Elle s’écrasa voluptueusement contre moi, attendant avec résignation le coup qui l’envoya visiter le pays qui est au Dr Freud ce que le Soudan fut au Dr Livingstone. Dans la pièce d’à côté, la surprise fit les trois quarts du boulot et l’expédition des deux contremaîtres ne fut plus qu’une formalité. Je retournai prendre ma chaussure auprès de Milada dont la blouse retroussée par la chute découvrait deux cuisses rondes et luisantes comme des parvis de cathédrales. Comme aurait dit Schoenberg, il avait encore tant de chose à dire en do majeur…

-    Bonjour Madame, je voudrais parler à M. Balthazar Conléon… vous savez quand il sera libre ?… Bon, je suis Daniel de Saint Julien, dites-lui  que je suis Chez Ariane, en face de votre bureau, il peut m’appeler ou venir prendre un café lorsqu’il sera libre… Je vous remercie.
Je connaissais Balthazar depuis un séjour à Saint Julien, quinze ans plus tôt. J’avais rattrapé sa fille de quatre ans dans les eaux d’un étang glacé pendant qu’il jouait au cerf-volant avec son fils. Je n’avais pas eu besoin de plonger, ni même de me mouiller les pieds, mais cette action héroïque scella notre amitié. Depuis, nous nous rendions une invitation à dîner tous les six ou huit mois. Balthazar s’était fait une place dans le monde de la banque et gérait avec brio mon modeste portefeuille boursier.
En l’attendant, je ressassais jusqu’à la nausée le paradigme nauséeux des romans de gare : l’ami de toujours massacré par les brutes aux trousses du héros. Je regrettai déjà d’être venu. Ces réflexions accrurent d’autant le sentiment de gratitude qui m’inonda lorsque Balthazar vint s’asseoir à ma table.
-    Qu’est-ce qui me vaut le plaisir de ta visite ? me lança-t-il avec sa discrétion habituelle.

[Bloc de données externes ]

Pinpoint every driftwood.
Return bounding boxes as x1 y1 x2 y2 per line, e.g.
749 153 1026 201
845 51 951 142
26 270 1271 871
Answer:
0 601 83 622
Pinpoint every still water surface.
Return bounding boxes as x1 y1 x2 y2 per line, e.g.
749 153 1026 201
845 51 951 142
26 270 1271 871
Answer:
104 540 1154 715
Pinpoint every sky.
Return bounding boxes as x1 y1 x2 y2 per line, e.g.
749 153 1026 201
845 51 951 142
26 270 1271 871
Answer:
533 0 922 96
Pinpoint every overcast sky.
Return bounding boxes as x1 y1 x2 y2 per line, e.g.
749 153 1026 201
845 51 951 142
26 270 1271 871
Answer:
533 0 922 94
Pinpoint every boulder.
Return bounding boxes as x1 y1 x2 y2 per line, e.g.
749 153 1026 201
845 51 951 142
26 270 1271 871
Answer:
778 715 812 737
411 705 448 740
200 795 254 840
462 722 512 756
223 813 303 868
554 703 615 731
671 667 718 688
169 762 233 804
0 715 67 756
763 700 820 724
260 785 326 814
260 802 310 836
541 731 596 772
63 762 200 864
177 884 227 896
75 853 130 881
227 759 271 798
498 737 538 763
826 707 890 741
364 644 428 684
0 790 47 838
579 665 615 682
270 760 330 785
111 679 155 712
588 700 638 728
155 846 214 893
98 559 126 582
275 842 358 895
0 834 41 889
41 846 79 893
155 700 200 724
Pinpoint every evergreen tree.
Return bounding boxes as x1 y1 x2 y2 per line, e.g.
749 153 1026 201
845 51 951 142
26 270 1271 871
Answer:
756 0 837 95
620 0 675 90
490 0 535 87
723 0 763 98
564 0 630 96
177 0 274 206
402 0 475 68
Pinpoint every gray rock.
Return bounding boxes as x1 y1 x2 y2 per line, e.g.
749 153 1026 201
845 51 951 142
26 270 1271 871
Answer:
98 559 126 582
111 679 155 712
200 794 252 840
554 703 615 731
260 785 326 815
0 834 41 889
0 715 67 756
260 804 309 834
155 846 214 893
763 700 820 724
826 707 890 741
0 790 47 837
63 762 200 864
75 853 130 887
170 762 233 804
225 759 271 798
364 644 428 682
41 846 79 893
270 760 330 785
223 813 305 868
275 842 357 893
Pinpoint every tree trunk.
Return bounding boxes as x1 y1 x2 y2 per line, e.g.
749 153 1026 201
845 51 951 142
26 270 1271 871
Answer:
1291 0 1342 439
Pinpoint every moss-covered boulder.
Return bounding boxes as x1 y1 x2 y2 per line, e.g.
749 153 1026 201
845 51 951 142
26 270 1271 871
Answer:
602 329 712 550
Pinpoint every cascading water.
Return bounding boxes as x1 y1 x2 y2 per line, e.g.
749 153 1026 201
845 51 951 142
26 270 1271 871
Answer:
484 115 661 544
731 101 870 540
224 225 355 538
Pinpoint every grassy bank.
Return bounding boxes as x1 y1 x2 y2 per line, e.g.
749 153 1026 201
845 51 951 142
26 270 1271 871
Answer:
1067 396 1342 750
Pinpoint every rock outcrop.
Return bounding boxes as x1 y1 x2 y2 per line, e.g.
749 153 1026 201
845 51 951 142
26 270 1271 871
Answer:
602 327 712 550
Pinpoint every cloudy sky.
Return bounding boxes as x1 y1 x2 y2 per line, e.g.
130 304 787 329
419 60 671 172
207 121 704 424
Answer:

 Si je ne l’avais pas connu depuis si longtemps, j’aurais pu croire qu’il me snobait. Mais Balthazar avait vu les infos, lu les journaux et c’était sa manière de me dire que tout cela ne comptait pas. Je le remerciai d’être venu si vite.
-    A combien se monte mon portefeuille ?
-    On devrait aller dans mon bureau pour ça, mais il doit y en avoir pour cent mille euros.
-    Ça te pose un problème d’antidater une transaction de 24 heures ? Depuis, je suis mort !
Quelques minutes plus tard, je signai quelques papiers et Balthazar me remit cinquante mille euros en liquide sans me poser de question mais en me promettant que tout serait régularisé.
-    Balthazar ! Tu me sauves peut-être la vie. Inutile d’en rajouter ! 
-    Tiens, c’est le numéro de code pour accéder à notre réseau. Tu peux avoir envie de m’envoyer un petit message…N’hésite pas à t’en servir si tu as besoin de quoi que ce soit.